Nach Demonstration in Havanna EU kritisiert »unverhältnismäßige« Urteile in Kuba

In Kuba sitzen noch immer Hunderte Demonstranten im Gefängnis – darunter der Deutsch-Kubaner Luis Frómeta Compte. Die EU verfolgt die Fälle mit »großer Beunruhigung«.
Kubanische Zivilpolizisten nehmen in Havanna einen regierungskritischen Demonstranten fest (Juli 2021)

Kubanische Zivilpolizisten nehmen in Havanna einen regierungskritischen Demonstranten fest (Juli 2021)

Foto: Ramon Espinosa / AP

Am 12. Juli 2021 trat Luis Frómeta Compte auf die Straße, um etwas Rum zu kaufen. Der 59-jährige Deutsch-Kubaner mit doppelter Staatsbürgerschaft, der seit knapp vier Jahrzehnten in Dresden lebt, war zu Besuch bei seiner Schwester Virgen Frómeta in der kubanischen Hauptstadt Havanna. Auf dem Weg zum Laden sah er eine regierungskritische Demonstration und traf eine folgenschwere Entscheidung: Er schloss sich den Protesten an und filmte die Ereignisse.

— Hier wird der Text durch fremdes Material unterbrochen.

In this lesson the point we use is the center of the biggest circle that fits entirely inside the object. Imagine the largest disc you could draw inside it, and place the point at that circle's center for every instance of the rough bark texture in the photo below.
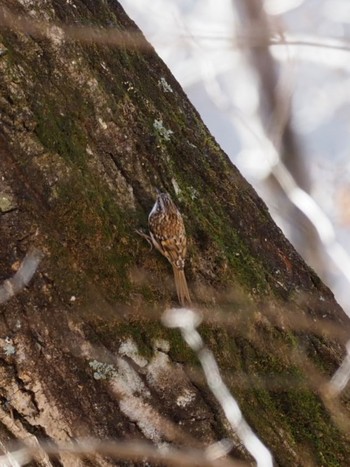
(87, 133)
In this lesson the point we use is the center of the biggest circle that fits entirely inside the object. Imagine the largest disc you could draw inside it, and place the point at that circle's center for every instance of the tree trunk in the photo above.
(88, 132)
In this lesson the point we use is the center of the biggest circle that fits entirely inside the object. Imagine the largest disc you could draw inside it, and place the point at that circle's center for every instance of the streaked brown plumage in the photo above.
(168, 235)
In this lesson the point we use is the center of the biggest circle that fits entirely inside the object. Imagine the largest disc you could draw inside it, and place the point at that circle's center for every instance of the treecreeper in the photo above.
(168, 235)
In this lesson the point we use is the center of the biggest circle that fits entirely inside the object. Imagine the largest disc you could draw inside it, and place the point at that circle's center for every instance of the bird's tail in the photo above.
(181, 286)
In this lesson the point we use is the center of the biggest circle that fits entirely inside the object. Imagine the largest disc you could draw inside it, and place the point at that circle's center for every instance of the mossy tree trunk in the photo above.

Fünf Tage später tauchten Zivilpolizisten im Haus der Schwester auf und verhafteten Luis Frómeta. Im Dezember verurteilte ihn ein Gericht wegen »Anstiftung zu Aufruhr« zu 25 Jahren Haft , wie die Internationale Gesellschaft für Menschenrechte (IGFM) damals mitteilte .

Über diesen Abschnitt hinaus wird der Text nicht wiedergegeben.